In Paris in the 1880s, the combative socialist deputy Clovis Hugues has many enemies but is secure in the love of his beautiful wife Jeanne. As a way of getting at him, a plot by Madame Lenormand uses a venal journalist Morin and a young near-prostitute to blacken Jeanne's name. Humiliated by being called in for questioning, on emerging from the interview she sees Morin in the corridor. Taking a handgun from her bag, in front of several witnesses she shoots him dead. At her trial, all twelve of the jurymen vote her innocent.

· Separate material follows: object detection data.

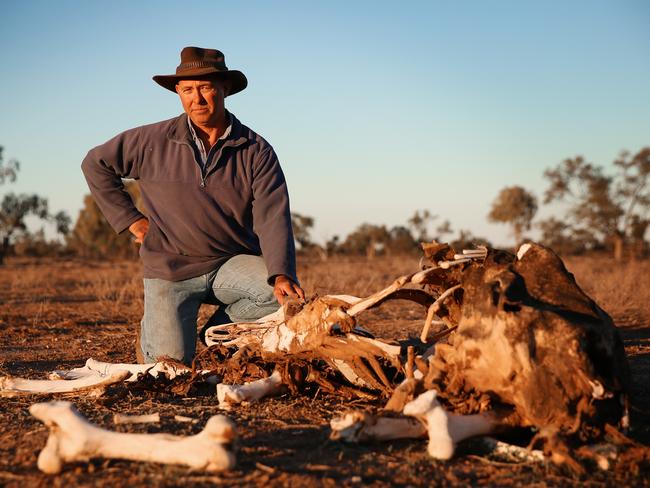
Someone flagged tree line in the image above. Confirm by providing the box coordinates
[0,146,650,264]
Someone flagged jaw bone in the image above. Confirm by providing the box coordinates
[29,402,236,474]
[0,370,130,397]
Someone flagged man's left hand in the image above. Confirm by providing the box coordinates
[273,275,305,305]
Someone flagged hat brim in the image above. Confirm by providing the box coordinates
[153,68,248,96]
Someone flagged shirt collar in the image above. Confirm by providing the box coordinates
[187,111,232,166]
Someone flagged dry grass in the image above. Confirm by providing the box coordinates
[565,257,650,326]
[0,256,650,486]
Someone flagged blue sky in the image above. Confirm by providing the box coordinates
[0,0,650,244]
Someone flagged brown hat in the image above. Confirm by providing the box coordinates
[153,47,248,95]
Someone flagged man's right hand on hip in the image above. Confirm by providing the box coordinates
[129,217,149,244]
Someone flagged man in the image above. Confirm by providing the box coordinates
[81,47,304,364]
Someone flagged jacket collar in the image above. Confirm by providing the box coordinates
[167,111,248,146]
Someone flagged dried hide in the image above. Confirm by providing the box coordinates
[425,243,629,440]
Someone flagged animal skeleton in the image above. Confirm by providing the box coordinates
[7,242,628,470]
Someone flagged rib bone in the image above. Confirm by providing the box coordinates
[404,390,497,459]
[217,371,282,410]
[29,402,236,474]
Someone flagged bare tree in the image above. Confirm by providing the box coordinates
[339,223,390,258]
[0,146,70,265]
[291,212,314,251]
[407,210,438,242]
[544,147,650,259]
[67,181,146,258]
[488,186,537,244]
[0,146,20,183]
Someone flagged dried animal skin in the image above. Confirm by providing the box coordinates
[427,243,628,435]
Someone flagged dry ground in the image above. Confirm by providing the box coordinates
[0,257,650,486]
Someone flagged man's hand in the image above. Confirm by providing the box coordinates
[129,217,149,244]
[273,275,305,305]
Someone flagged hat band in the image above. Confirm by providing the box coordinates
[176,61,228,74]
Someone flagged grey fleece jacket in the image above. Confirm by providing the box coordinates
[81,114,297,283]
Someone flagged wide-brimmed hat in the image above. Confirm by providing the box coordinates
[153,46,248,95]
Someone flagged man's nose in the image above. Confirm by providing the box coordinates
[192,90,205,103]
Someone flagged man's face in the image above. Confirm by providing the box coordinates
[176,80,224,127]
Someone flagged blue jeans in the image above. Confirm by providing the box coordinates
[136,254,280,365]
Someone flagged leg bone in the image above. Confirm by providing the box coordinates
[404,390,497,459]
[29,402,236,474]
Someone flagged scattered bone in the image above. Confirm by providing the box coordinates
[113,412,160,425]
[330,411,427,442]
[479,436,546,463]
[50,358,200,381]
[29,402,236,474]
[420,285,461,342]
[0,370,130,397]
[404,390,497,459]
[217,371,282,410]
[174,415,199,424]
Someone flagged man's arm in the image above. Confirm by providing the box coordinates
[81,129,144,237]
[273,275,305,305]
[253,146,304,303]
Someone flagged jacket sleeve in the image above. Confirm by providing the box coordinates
[81,129,144,233]
[253,146,298,284]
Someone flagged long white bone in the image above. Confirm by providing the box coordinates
[404,390,497,459]
[0,370,130,397]
[0,358,217,397]
[29,402,236,474]
[50,358,197,381]
[217,371,282,410]
[330,411,427,442]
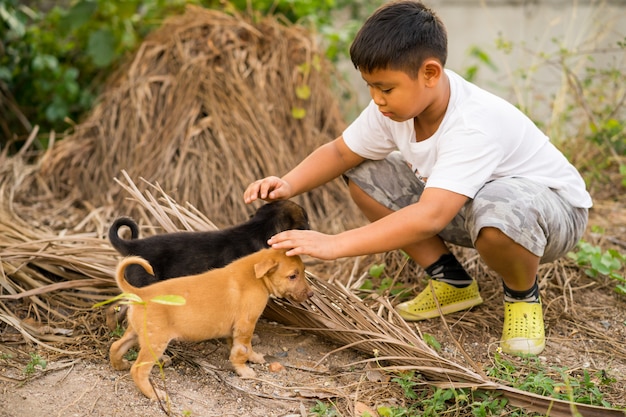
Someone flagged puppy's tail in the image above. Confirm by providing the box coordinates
[115,256,154,295]
[109,217,139,255]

- Philippe Noiret as Clovis Hugues
- Michèle Morgan as Jeanne, his wife
- Lucienne Bogaert as Madame Lenormand, blackmailer
- Claude Cerval as Morin, blackmailer

==L'affaire Fenayrou==

L'affaire Fenayrou ("The Fenayrou Case"), partly written by Pierre Boileau and Thomas Narcejac.

In Paris in 1913, Gabrielle is told by her lover Louis that he is getting married for financial reasons but wants to carry on their affair as before. She starts giving her husband Martin a hard time, forcing him to live in the conservatory to avoid her wrath. Then she tells Louis that she has banished the man because of his drunken brutality and he must save her, for which she provides a revolver. When Louis tries to use the revolver on the husband one evening, he finds Gabrielle has emptied it. Martin promptly pulls out his own gun and kills Louis in what the police agree is self-defence. The handsome and unmarried Doctor Mathieu comes round to certify the death and ends up in Gabrielle's bed. He does not leave it, because he and Gabrielle celebrate with a bottle of champagne which Martin had poisoned.

- Annie Girardot as Gabrielle Fenayrou
- Pierre Brasseur as Martin Fenayrou, her husband
- Christian Marquand as Louis Aubert, her lover
- Paul Guers as Doctor Mathieu

==L'homme de l'avenue==

L'homme de l'avenue ("The Man on the Avenue"), partly written by Frédéric Dard.

On an avenue in Paris one evening in 1961, Philippe Marsais throws himself in front of a slow-moving car. The driver Roberts, an English army officer, reports the man's death at a police station and volunteers to break the news to his wife. She is not in, but he traces her to a bar where the attractive woman is on her own and far gone. He takes her home but, as she is incapable of serious talk, leaves her comfortable on the sofa. Outside, he sees a young woman drive off in the dead man's car and follows it. She goes to a hospital to ask if Philippe has been brought in. He tells her the man is dead in the morgue and asks her why she thought he was injured in hospital. It emerges that she is Philippe's lover and his plan was not to die but to be knocked down and taken to that hospital, which would gave him an alibi. While he was there, his wife would put the ice cubes he had poisoned into her whisky. Rushing to the wife's flat, Roberts finds both ice tray and the sofa empty. On storming into the bedroom, he finds her in bed with all the ice cubes in a bag on her aching head.

- Raymond Loyer as Philippe Marsais
- Danielle Darrieux as Lucienne Marsais, his wife
- Perrette Pradier as Hélène, his lover
- Richard Todd as Major William Roberts
- Louis de Funès as the barman
==Production==
Todd called it "an intriguing little story and I particularly enjoyed working with Danielle Darrieux."